The weekend sees the HSBC Flash Manufacturing PMI numbers coming out of China, and this number could be massively important as it shows the rate of expansion or contraction in the industrial base of China. Readings above the 50 mark indicate expansion, and sub-50 means contraction. If the number is strong, the Aussie will without a doubt act positively as it would follow that the Chinese will be buying more good from Australia to continue to produce the goods that the world needs. If it is a weak number, this would signal that the global economy is continuing to slow, and this will have a negative effect on not only the Aussie, but all risk assets in general. The expected number is 48.3 showing a decline.

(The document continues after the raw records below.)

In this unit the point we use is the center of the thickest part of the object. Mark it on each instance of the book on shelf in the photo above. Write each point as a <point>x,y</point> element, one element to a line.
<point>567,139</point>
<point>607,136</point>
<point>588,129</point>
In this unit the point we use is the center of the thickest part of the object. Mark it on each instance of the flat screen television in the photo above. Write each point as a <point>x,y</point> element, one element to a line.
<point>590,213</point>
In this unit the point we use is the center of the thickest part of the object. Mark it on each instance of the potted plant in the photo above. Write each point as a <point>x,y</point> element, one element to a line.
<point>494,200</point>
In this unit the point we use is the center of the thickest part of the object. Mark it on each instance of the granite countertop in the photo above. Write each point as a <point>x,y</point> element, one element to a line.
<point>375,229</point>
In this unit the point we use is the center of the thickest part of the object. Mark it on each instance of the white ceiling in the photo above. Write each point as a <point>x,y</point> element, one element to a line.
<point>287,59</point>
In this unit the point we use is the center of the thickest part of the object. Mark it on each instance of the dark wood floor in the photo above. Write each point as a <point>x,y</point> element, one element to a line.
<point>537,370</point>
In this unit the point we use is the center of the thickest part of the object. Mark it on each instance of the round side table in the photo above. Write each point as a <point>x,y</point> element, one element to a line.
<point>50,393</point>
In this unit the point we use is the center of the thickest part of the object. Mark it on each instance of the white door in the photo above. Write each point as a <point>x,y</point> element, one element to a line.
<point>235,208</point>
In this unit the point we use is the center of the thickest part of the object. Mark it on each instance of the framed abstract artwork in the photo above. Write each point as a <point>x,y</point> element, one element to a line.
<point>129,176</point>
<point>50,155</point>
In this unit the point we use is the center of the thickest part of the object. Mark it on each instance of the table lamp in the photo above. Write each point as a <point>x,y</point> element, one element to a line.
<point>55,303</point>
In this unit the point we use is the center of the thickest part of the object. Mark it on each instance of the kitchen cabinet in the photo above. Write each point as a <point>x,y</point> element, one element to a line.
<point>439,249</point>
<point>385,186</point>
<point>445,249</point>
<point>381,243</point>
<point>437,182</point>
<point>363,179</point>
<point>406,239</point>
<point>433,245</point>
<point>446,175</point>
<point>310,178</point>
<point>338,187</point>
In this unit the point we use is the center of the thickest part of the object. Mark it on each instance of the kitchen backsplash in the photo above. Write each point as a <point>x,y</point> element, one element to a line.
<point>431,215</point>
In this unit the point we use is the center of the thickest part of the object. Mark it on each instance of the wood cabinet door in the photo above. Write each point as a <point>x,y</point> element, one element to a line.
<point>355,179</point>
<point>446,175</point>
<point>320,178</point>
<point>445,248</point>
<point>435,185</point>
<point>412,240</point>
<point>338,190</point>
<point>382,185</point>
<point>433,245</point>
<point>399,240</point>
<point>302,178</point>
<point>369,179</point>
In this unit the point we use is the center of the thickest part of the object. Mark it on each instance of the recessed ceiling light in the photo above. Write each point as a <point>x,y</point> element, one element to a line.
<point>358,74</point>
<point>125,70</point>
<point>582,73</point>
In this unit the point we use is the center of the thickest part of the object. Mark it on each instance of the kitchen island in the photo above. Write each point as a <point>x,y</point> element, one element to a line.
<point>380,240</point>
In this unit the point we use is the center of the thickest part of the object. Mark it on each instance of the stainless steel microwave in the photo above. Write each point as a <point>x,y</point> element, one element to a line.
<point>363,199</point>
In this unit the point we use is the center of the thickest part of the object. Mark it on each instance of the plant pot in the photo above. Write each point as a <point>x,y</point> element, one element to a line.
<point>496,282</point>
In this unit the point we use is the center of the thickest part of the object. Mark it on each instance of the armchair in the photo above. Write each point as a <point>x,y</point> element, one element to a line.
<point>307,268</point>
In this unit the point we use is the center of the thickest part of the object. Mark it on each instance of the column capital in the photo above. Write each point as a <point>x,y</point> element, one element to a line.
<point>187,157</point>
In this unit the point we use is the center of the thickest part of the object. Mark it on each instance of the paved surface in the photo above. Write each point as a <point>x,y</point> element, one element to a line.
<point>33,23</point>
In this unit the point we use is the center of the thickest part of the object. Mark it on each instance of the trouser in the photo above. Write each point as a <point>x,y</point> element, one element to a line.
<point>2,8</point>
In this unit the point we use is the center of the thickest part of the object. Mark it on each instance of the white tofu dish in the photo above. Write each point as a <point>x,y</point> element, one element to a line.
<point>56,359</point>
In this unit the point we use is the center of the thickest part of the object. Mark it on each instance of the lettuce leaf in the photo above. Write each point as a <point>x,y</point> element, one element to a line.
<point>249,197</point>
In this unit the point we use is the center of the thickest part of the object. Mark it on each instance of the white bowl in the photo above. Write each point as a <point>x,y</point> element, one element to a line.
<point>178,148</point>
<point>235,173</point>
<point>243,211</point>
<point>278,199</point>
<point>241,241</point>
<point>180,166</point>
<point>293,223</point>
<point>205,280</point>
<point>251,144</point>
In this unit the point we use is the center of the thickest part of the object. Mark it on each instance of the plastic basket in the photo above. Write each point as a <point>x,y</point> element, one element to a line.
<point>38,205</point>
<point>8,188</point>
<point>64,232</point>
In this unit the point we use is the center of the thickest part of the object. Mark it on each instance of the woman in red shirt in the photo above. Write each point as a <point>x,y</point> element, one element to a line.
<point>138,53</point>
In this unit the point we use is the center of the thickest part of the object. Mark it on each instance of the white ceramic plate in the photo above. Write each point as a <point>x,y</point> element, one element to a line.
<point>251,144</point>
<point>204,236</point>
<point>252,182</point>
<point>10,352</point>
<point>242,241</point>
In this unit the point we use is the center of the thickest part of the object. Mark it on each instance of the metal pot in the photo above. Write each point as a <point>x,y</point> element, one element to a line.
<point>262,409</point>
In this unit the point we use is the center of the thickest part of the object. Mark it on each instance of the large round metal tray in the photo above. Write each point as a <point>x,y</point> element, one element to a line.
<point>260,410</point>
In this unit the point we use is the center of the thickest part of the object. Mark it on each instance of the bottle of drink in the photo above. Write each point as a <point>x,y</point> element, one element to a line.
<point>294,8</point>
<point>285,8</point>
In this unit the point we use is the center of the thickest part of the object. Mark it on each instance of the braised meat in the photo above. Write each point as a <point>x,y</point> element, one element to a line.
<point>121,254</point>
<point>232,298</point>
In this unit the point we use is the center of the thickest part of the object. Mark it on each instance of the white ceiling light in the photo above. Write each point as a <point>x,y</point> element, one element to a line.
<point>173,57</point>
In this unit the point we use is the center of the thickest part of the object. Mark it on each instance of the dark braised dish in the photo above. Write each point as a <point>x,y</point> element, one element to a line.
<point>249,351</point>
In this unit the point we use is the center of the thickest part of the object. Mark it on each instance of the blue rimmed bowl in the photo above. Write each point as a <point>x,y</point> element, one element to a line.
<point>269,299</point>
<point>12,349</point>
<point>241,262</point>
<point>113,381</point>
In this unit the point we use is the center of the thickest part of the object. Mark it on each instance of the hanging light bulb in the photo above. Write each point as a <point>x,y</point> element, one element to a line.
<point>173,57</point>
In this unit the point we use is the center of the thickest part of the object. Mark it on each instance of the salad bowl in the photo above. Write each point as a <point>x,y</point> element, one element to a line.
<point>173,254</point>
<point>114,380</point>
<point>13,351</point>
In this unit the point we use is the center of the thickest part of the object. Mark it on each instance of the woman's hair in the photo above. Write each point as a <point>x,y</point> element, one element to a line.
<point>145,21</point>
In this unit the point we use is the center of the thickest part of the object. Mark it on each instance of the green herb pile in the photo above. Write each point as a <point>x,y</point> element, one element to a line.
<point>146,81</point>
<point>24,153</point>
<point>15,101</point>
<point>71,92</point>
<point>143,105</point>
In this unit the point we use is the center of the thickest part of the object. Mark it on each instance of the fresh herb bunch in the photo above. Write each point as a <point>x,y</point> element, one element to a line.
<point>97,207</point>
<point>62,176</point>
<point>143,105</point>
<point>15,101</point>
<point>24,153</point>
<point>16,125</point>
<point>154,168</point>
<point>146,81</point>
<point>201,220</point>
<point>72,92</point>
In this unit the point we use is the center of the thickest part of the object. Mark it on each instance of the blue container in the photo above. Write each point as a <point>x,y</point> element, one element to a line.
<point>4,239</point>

200, 50% Fibonacci, and the 1.04
The 200 day exponential moving average is just above, so the resistance from the trend traders will be apparent. This is one of the hurdles that the bulls will have to overcome in order to continue the bullish tone that the pair has had over much of the last couple of years. The recent bounce is from the 50% Fibonacci level, and as a result many of the longer-term players will have gotten involved. The 1.40 handle above is also of note, and once the market gets into that handle – it would show a breakout of sorts as the 200 day EMA is below it, and the area had been support previously.
With this in mind, I am bullish of this pair – but only if that PMI number comes out over the 50 level. The announcement will be the first of many important ones around the Forex markets for the week, and will more than likely set the tone for many markets around the world, not just this one.